The two packages thus presented are, however, dissociable. The first element in each poses an initial problem. Since the ways in human beings are at once similar and dissimilar differ so radically-Bobbio’s illustration is the common fact of mortality, and the variable forms of death—how could they be aggregated in a single calculus, to yield a final balance? Bobbio’s solution is in effect to introduce a specification: only those aspects of their nature that help people to live together—per attuare una buona convivenza—will be reckoned into the sum.footnote4 A conservative might reply that this is to build a petitio principi into the calculation from the start. Here we may overlook this difficulty, to note a greater one. There is no necessary connection between the first and second parts of each package. It is quite possible to believe that human beings are naturally more equal than unequal, and yet that most forms of inequality are ineliminable—and it is no less possible to believe that human beings are naturally more unequal than equal, and yet that many social inequalities can and should be eliminated.

These are not mere formal paradoxes.
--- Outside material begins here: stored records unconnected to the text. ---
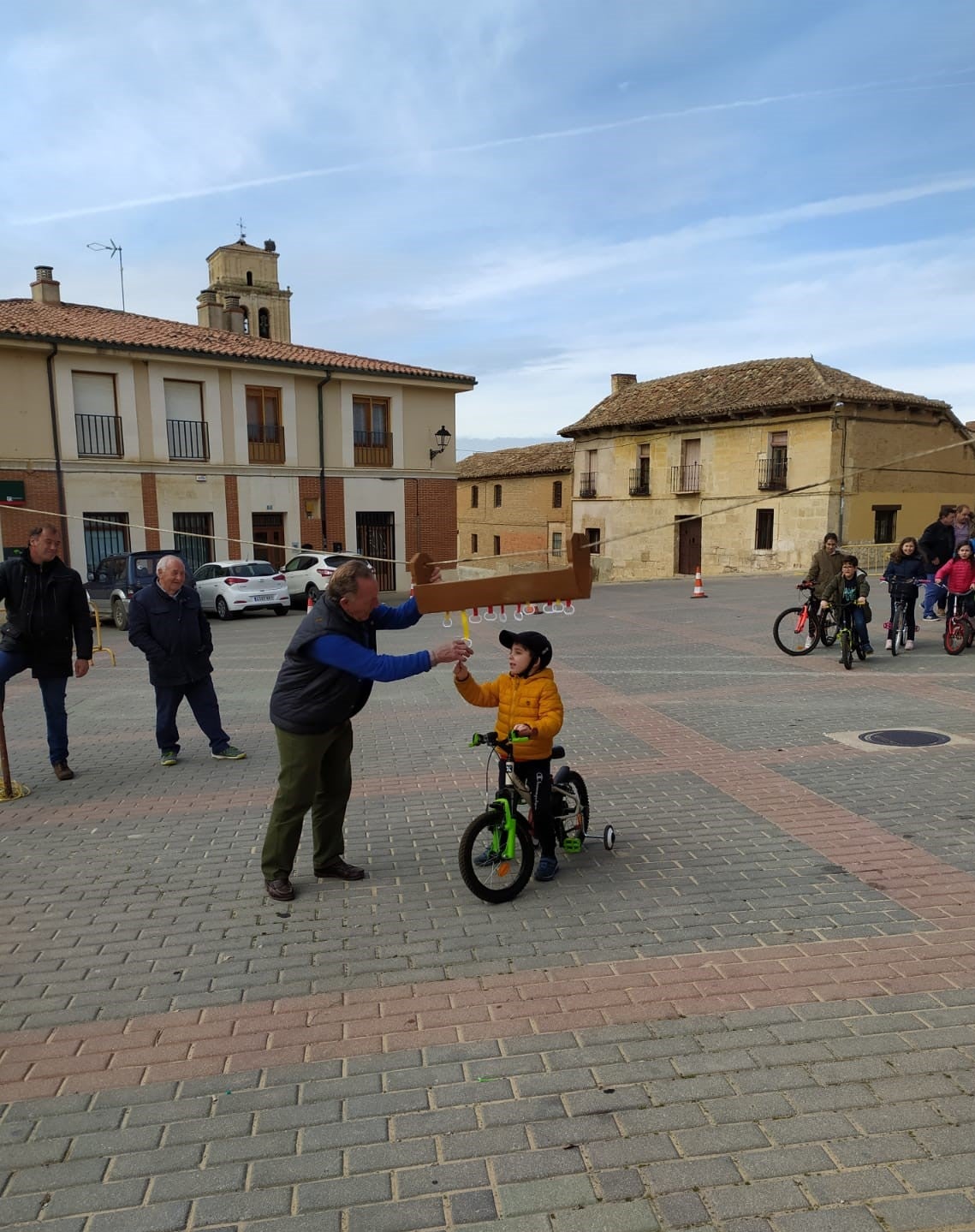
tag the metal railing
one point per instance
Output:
(640, 480)
(686, 477)
(372, 449)
(188, 439)
(772, 473)
(98, 437)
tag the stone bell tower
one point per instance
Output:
(244, 295)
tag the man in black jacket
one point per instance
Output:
(45, 609)
(168, 625)
(937, 544)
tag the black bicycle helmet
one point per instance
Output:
(536, 643)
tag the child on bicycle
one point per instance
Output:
(528, 704)
(960, 577)
(851, 586)
(907, 568)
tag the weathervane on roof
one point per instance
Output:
(111, 247)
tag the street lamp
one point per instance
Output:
(111, 247)
(443, 437)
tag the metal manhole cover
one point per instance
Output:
(905, 738)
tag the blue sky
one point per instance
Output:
(538, 193)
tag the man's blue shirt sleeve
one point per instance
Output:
(359, 661)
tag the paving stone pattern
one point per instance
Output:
(756, 1015)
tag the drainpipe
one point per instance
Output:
(324, 381)
(58, 471)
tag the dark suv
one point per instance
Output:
(117, 578)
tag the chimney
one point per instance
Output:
(210, 311)
(234, 314)
(45, 289)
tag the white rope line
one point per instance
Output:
(511, 556)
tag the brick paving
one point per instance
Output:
(756, 1015)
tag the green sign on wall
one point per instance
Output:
(11, 491)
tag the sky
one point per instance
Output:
(536, 193)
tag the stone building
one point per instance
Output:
(514, 502)
(221, 437)
(746, 467)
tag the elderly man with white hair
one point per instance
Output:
(168, 625)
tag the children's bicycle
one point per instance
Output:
(960, 628)
(496, 854)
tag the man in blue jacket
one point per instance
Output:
(45, 609)
(168, 625)
(326, 678)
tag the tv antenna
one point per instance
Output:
(111, 247)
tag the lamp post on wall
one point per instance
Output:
(111, 247)
(441, 437)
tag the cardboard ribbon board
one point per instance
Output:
(574, 581)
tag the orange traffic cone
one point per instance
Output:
(699, 586)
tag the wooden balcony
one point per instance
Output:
(372, 449)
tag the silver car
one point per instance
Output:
(229, 588)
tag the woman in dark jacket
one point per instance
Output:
(907, 567)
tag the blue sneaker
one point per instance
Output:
(547, 867)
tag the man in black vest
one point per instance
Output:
(45, 609)
(326, 678)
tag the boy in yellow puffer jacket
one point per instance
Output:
(528, 704)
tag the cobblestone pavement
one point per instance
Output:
(756, 1013)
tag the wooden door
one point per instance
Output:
(688, 545)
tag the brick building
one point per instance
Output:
(514, 502)
(221, 437)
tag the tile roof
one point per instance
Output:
(735, 390)
(548, 459)
(104, 327)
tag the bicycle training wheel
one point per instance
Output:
(955, 636)
(494, 878)
(793, 628)
(828, 628)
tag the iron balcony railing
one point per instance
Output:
(373, 449)
(772, 473)
(686, 479)
(188, 439)
(640, 480)
(98, 437)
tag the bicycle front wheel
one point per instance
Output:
(492, 876)
(793, 630)
(955, 636)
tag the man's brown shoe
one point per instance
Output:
(340, 869)
(281, 890)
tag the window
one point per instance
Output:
(104, 535)
(96, 415)
(265, 432)
(885, 524)
(371, 437)
(185, 428)
(764, 521)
There is, after all, now a considerable literature bearing on the problems they might represent. To take only the second alternative, a growing body of thought has been concerned with the possibility that socially egalitarian programmes could ultimately have a counter-finality: by eliminating artificial forms of inequality, founded on power and culture, they could eventually highlight and crystallize natural forms of inequality far more dramatically than ever before, in a new hierarchical order founded on the genetic code. This was already the vision conjured up in Michael Young’s Rise of the Meritocracy, the work of a moderate social-democrat in the 1970s.footnote5 More recently, similar projections have come from liberal or neo-conservative writers in the United States—Mickey Kaus or Charles Murray. Common to all these authors, who span the spectrum from Left to Right, is the foreboding that class divisions once cancelled, occupations would be determined by biological endowments—essentially degrees of innate intelligence—leading to new and harder forms of stratification, as endogamous strategies of marriage selection, now possessed of accurate genetic knowledge and choosing for comparable dna, perpetuated a hereditary mental elite.